Les systèmes comme Linux utilisent donc une source d’interruption matérielle périodique (une horloge système) pour permettre de redonner le contrôle au système d’exploitation. À l’occasion de ces traitements d’interruption, il est possible de reprendre un processeur à un thread en état Running, en provoquant un changement de contexte. On dit alors que le thread a subit une préemption. C’est le cas de T15 sur notre exemple.

Passage de l’état Ready à l’état Running

La dernière transition consiste à restaurer l’état précédemment sauvegardé d’un thread en état Ready sur un processeur, et à reprendre son exécution.

Mise en œuvre du scheduler

La politique d’ordonnancement, que nous appellerons par la suite uniquement le scheduler par simplicité, est donc en charge de la prise de décision aux deux moments suivants :

    1. Lorsqu’un processeur devient disponible, suite au passage d’un thread en mode Blocked, le scheduler doit sélectionner un thread dans l’état Ready et le promouvoir à l’état Running sur ce processeur.
    1. Lorsqu’une interruption périodique est traité, le scheduler doit décider si un thread actuellement en état Running doit être préempté pour passer en état Ready.

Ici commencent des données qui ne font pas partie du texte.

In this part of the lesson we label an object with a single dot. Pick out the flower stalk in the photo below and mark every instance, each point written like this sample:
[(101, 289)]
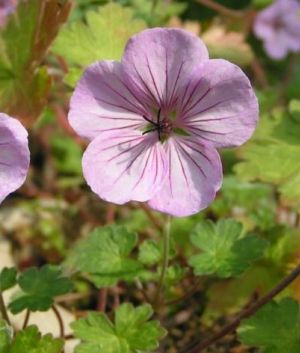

Un scheduler qui prend des décisions pour les deux occasions (1) et (2) est dit préemptif (car il utilise la préemption d’un thread pour récupérer le processeur avant la fin de son CPU burst). Un scheduler qui ne prend de décision que lors de l’occasion (1) est non-préemptif. Il dépend d’appels réguliers par les threads à des appels systèmes bloquants, mais les threads ont la garantie que leurs CPU burst ne seront pas interrompus.

Objectifs

Il n’existe pas de scheduler parfait convenant à toutes les applications. Pour s’en convaincre, considérons les deux applications que sont la copie de fichier et l’application de calcul dans notre exemple précédent.

La priorité de l’application de copie de fichier est de subir le moins d’attente possible entre la disponibilité d’une valeur de retour d’un appel système vers le système de fichier, et l’envoi du prochain appel système pour continuer la copie, et éviter de ralentir l’opération de copie dans son ensemble. Pour ce thread, le délai d’attente entre sa mise en état Ready et l’obtention d’un processeur doit être la plus faible possible.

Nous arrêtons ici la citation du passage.